Module 7: Partial Observability
Builds toward: a particle-filter RSO belief tracker; the belief-propagation infrastructure for the Module 8 capstone.
| # | Lesson | Key concepts |
|---|---|---|
| 1 | POMDPs | Observation functions, belief states, belief MDP, PBVI/SARSOP |
| 2 | Belief state representation | Particle filters, ESS, deprivation detection, DRQN implicit belief |
| 3 | Imperfect-information games | Multi-agent private information, information sets, value of information |
| 4 | Opponent modeling | Bayesian type inference, exploit vs. Nash tradeoff, KL drift detection |
Project: a bootstrap particle filter tracking an uncooperative RSO from noisy RA/Dec observations, with ESS monitoring and roughening for deprivation recovery.

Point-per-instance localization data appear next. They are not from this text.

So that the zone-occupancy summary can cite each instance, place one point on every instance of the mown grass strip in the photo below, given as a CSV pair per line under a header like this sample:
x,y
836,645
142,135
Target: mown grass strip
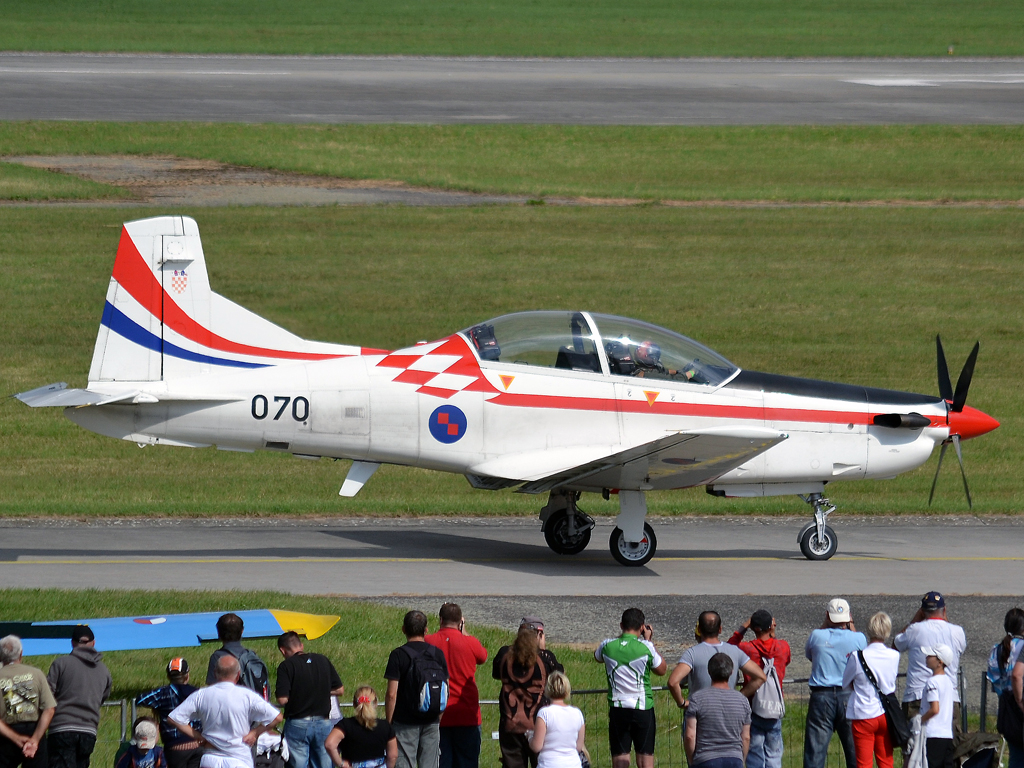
x,y
844,163
844,295
18,182
532,28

Module 8: OpenSpiel and the Rust Capstone
Builds toward: the full production pipeline — OpenSpiel game → PettingZoo → Ray RLlib distributed training — plus a Rust CFR solver, a business on-ramp via SBIR, and LLM wargame adjudication.
| # | Lesson | Key concepts |
|---|---|---|
| 1 | OpenSpiel architecture | Game API, algorithm API, bots, observers, information state tensors |
| 2 | Implementing a custom game | Extending pyspiel.Game, state transitions, information states |
| 3 | Rust and burn: the production gap | What exists, what does not, how to bridge |
| 4 | Designing the SSA game | State representation, action space, reward structure for the capstone |
| 5 | PettingZoo, shimmy, and Ray RLlib | OpenSpiel → shimmy → PettingZoo AEC → RLlib MultiAgentEnv → MARLlib MAPPO; self-play config; parallelism math |
| 6 | From research to revenue: SBIR and government contracting | SBIR eligibility, SpaceWERX, Phase I/II mechanics, commercial-first vs. SBIR-first, ITAR |
| 7 | LLM-in-the-loop wargame adjudication | FedRAMP constraints, local models, matrix game format, auditability, prompt injection mitigations |
Project (capstone): a Rust crate implementing:
- A two-player extensive-form SSA game (attacker tries to mask a maneuver; defender allocates sensors to detect it)
- A vanilla CFR solver over the game tree using native Rust data structures
- A
burnneural network trained to approximate regret values (replacing tabular CFR for larger state spaces) - A simple CLI that runs self-play and prints the Nash equilibrium strategy profile
This is the artifact you could drop into a thesis simulation. It references every concept built in modules 0 through 7 and fills the gap left by the absence of a Rust-native OpenSpiel.
Module 9: Applied SDA ML
Builds toward: a production maneuver detection pipeline — the first commercially viable SDA AI product built entirely from public data.
| # | Lesson | Key concepts |
|---|---|---|
| 1 | Sequence models for maneuver detection | LSTM on TLE history, synthetic label generation, time-normalized delta features, operational evaluation metrics |
Project: production LSTM maneuver detection pipeline on Space-Track TLE history with ISS reboost test evaluation.